True Religion

[James 1:27]---'Pure religion.'

The learned and devout men to whose labor of love we owe the revised translation of the New Testament, while sometimes altering passages that might well have been left unaltered, have most unaccountably left untouched this verse, which, by reason of the changes in language, is no longer able to deliver its full message to the ordinary reader. As James wrote it, this verse is simply one of the grandest and most luminous in the whole Bible; but as it reads here it seems a mere repetition, weakening the force and obscuring the argument of the passage. More than all, it seems to be utterly inconsistent not only with the teaching of Christ and the other Apostles, but with that of James himself.

No passage in the Bible has been more thoroughly misunderstood than this. Men, having read what Paul says of faith in Christ, repentance, newness of life, justification, and sanctification, finding their reason baffled by these mysteries, and their practice condemned by these Divine ideals, experience a feeling of relief when they open their Bible at James and read this verse. "See!" they cry. "Here is something like sense at last. Here is an Apostle who does not lose both himself and his readers in the cloudland of mysticism, but treads the solid earth, and gives us a rational and sensible definition of religion: "kindness and purity of life." Faith, repentance, justification are mere phantoms, born of the heated brain of Apostles whom much theology had made mad."

But this text does not determine what the nature of true religion is. It treats of the expression or manifestation of religion rather than of its spirit or principle. The persons addressed were Jewish converts to Christianity who seem to have been disposed to attach undue importance to the external forms and observances of religious worship, and, if not to introduce into Christianity something of the elaborateness and sensuous splendor of their former faith, at any rate to identify religion too much with the exact performance of its outward rites and ceremonies. The word translated 'religion' means more properly what we understand by the terms 'worship' and ritual'; and the idea of the writer is, that it is not ceremonial observances but kind words and gentle deeds---sympathy, charity, purity---which constitute the true Christian ritual; in other words, that the most genuine expression of religion is to be found, not in special forms and acts of devotion, in observances which are always more or less technical and conventional, and which vary with the particular conditions of time and place; but in those moral acts which are universal as the common nature of man, and unchanging as his relations to his brother man and to God.

But in thus contrasting an imperfect with a higher and truer expression of religion, the text does not give us any direct insight into what religion in itself essentially is. Morality is a better manifestation of the principle of religion than ceremonial observances, but it is not that principle itself, nor even an infallible sign of it. For while the text implies that there can be no religion without morality, it does not teach conversely that there can be no morality without religion. And in point of fact we know that the social and personal virtues here enumerated are not invariably the effects of religious principle.

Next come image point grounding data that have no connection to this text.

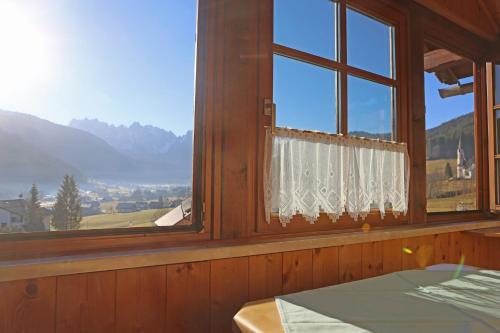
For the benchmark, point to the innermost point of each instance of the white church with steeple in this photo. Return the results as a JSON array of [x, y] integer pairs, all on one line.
[[463, 172]]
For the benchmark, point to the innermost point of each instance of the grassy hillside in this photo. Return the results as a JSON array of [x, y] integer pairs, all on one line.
[[143, 218], [442, 141]]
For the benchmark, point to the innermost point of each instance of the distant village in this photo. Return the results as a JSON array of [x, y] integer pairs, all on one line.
[[101, 199]]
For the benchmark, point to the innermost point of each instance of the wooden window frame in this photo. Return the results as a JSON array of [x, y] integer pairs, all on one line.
[[492, 131], [382, 12], [50, 243], [466, 50]]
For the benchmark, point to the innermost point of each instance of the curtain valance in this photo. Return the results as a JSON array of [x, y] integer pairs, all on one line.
[[310, 173]]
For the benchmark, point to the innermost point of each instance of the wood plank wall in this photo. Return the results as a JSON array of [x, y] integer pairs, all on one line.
[[204, 296]]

What then, is the essence of religion itself? If morality is not religion, or even the infallible sign of its existence; if purity, charity, beneficence, integrity, if even a certain nobleness and elevation of character, though it may spring from a religious spirit, may also spring from a source far less profound, then the only way in which we can distinguish between them is by penetrating beneath the form, going deeper than the outward life, and ascertaining what the inward spirit or principle of that which we designate religion is. That which makes a man religious is some state, or attitude, or relation of his inner spiritual nature---what is sometimes called the 'state of his soul.' What, then, is that? Examinining my own consciousness---what is that by the presence or absence of which I can determine whether or not I am a religious man? Some make religion to consist essentially or mainly in feeling, while others make it to consist primarily in knowledge. In our relations to God, whether immediate, or through whatever means they begin and are carried on, there are certain feelings, emotions, aspirations, which are awakened within the devout heart; and, again, there are certain notions, ideas, doctrines, concerning God and Divine things which we form or accept as true. In which of these two kinds of experience does the essence of religion lie? Is it in either as distinguished from the other, or in a combination of the two? Is religion a thing of the head or of the heart? In order to be a religious man, is the indispensable thing soundness of creed, or depth and intensity of feeling---a correct system of doctrines, or a devout and ardent spirit? May we hold, on the one hand, that notwithstanding much error and inaccuracy of dogmatic belief, a man may still be a genuine Christian if the fire of devout and holy feeling burn within his breast; or, on the other hand, that, however cold, unimpassioned, unemotional a man's nature be, he must be regarded as a religious man if he knows and sincerely accepts all the articles of the Christian faith?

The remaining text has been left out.